Any additional Python packages required for your job execution need to be known to the framework in order to ensure those packages are installed prior to running the function within a job. Such packages need to be specified when defining the cluster environment through graphlab.deploy.hadoop_cluster.create:

import graphlab as gl

c = gl.deploy.hadoop_cluster.create(
  name='hadoop-cluster',
  dato_dist_path=<HDFS path to dato distributed deployment>,
  additional_packages='names==0.3.0')

def my_function(number = 10):
    import names
    people = [names.get_full_name() for i in range(number)]
    sf = graphlab.SFrame({'names':people})
    return sf

job = gl.deploy.job.create(my_function, environment=c, number=20)

The additional_packages parameter can be a single string or a list of strings, describing packages in the pypi format. Equivalent to Hadoop it can also be provided to graphlab.deploy.ec2_cluster.create for EC2 clusters. In the case of Hadoop, these packages need to be explicitly uploaded to the cluster (see below). Note that creating a cluster in Hadoop and specifying packages that have not been uploaded will succeed, but a subsequent submission of a job will fail (because Dato Distributed will try to install the specified packages into the job's environment at that point).

Alternatively, dependent packages can be specified on an already created cluster, by setting the cluster's additional_packages property, before submitting a job:

# load a previously created EC2 cluster:
ec2c = gl.deploy.ec2_cluster.load('s3://my-workspace/ec2-cluster')

ec2c.additional_packages = 'names'

Hadoop Package Management

Because Hadoop clusters are not generally connected to the internet, Dato Distributed provides functionality to manage packages in such an environment, namely uploading, listing, and removing packages.
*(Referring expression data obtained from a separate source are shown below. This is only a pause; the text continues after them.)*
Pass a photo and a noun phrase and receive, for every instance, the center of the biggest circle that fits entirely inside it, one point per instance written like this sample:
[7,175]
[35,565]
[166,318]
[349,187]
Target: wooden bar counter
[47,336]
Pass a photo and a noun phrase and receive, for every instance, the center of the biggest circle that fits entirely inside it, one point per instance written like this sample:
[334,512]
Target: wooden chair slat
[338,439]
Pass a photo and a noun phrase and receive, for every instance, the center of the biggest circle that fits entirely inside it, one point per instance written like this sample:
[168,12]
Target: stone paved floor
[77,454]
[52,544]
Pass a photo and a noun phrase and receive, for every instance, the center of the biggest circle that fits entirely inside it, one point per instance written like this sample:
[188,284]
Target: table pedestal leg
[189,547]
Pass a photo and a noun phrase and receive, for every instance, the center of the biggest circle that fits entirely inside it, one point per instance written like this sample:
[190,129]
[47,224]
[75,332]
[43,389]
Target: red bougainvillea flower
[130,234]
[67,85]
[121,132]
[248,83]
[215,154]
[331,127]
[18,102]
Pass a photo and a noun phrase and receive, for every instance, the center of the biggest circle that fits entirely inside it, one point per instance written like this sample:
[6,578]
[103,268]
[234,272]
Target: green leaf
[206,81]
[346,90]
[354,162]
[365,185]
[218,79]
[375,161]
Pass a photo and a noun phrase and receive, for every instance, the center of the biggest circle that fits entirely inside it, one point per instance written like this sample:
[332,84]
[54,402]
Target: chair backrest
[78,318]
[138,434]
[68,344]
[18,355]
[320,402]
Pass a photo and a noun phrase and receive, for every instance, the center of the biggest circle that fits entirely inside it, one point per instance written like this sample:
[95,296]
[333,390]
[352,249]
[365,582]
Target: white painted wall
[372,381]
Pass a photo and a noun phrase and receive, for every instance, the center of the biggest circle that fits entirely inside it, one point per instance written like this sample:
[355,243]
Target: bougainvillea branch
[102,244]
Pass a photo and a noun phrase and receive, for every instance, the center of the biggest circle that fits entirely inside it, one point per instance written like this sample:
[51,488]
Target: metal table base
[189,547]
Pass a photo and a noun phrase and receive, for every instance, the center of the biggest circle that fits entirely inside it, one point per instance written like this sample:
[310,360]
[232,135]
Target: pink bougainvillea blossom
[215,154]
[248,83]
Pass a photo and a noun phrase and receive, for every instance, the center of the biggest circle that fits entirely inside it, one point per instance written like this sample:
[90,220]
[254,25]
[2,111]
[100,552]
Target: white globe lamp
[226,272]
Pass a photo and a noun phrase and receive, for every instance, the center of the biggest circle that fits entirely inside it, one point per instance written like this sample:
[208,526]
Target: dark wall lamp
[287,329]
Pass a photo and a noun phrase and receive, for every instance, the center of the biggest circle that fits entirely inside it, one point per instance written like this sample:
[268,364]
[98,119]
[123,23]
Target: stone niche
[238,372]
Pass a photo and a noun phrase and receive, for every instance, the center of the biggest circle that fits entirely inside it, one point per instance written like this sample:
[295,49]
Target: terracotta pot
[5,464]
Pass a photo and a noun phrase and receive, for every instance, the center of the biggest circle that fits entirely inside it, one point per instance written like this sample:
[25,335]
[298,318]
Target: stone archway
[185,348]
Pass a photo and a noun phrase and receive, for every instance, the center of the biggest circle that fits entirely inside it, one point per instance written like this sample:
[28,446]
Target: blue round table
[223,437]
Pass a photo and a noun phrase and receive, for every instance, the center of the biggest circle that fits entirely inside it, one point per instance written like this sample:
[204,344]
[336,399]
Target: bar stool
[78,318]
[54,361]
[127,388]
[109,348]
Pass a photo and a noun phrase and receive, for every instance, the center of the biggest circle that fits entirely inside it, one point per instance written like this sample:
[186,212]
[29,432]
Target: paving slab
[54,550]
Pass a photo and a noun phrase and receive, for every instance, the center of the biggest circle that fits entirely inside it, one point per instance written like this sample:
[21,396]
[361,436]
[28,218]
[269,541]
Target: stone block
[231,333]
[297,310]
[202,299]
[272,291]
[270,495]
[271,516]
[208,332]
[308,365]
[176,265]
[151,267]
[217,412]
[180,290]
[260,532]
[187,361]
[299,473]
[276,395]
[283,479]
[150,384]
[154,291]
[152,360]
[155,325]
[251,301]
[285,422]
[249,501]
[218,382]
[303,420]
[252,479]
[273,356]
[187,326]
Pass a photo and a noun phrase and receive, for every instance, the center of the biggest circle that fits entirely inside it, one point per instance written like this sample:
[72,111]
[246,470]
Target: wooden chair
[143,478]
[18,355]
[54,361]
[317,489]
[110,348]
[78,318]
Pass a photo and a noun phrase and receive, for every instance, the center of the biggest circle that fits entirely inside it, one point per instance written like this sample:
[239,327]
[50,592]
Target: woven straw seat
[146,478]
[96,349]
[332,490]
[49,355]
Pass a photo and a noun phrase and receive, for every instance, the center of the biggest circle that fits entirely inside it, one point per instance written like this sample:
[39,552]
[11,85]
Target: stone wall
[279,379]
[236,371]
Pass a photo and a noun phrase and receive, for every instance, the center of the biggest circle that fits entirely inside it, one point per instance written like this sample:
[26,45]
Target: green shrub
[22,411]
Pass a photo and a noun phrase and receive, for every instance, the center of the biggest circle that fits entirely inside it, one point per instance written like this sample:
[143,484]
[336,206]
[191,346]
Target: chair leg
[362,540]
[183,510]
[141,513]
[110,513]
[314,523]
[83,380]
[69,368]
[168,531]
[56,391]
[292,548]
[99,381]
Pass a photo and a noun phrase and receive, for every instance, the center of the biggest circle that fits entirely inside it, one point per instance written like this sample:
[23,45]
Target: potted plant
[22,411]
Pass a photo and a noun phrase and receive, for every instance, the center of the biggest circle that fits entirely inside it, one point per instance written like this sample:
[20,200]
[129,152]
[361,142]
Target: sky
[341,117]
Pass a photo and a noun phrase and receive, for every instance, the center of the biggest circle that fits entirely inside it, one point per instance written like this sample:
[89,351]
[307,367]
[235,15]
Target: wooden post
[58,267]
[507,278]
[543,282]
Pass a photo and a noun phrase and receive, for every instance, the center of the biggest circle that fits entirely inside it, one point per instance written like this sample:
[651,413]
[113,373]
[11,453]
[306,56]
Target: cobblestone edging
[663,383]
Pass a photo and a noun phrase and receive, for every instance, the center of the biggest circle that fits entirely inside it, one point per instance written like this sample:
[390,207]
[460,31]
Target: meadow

These operations are accesible either through the command line (scripts provided by Dato Distributed) or the GraphLab Create API.

Packages available for installation (as described above) are shown as follows:

gl.deploy.hadoop_cluster.show_available_packages(
    dato_dist_path='hdfs://my.cluster.com:8040/user/name/my-cluster-setup')

(In this example we assume (i) that the YARN config folder to access the cluster has been set as default, and (ii) that a Dato Distributed deployment in a folder my-cluster-setup in the user's home directory in the cluster exists.)

Output:

{'default_packages': ['_license==1.1',
  'abstract-rendering==0.5.1',
  'anaconda==2.2.0',
  ...
  'yaml==0.1.4',
  'zeromq==4.0.4',
  'zlib==1.2.8'],
 'user_packages': ['names-0.3.0.tar.gz']}

A package can be uploaded through the following API:

gl.deploy.hadoop_cluster.upload_packages(
    dato_dist_path=<hdfs path to dato distributed deployment>,
    filename_or_dir='./names-0.3.0.tar.gz')

Alternatively to a single package filename, a folder can be provided; all files within that folder will be uploaded to the cluster, assuming they are Python packages.

Packages can be removed from the cluster as follows:

gl.deploy.hadoop_cluster.remove_package(
    dato_dist_path=<hdfs path to dato distributed deployment>,
    filename='names-0.3.0.tar.gz')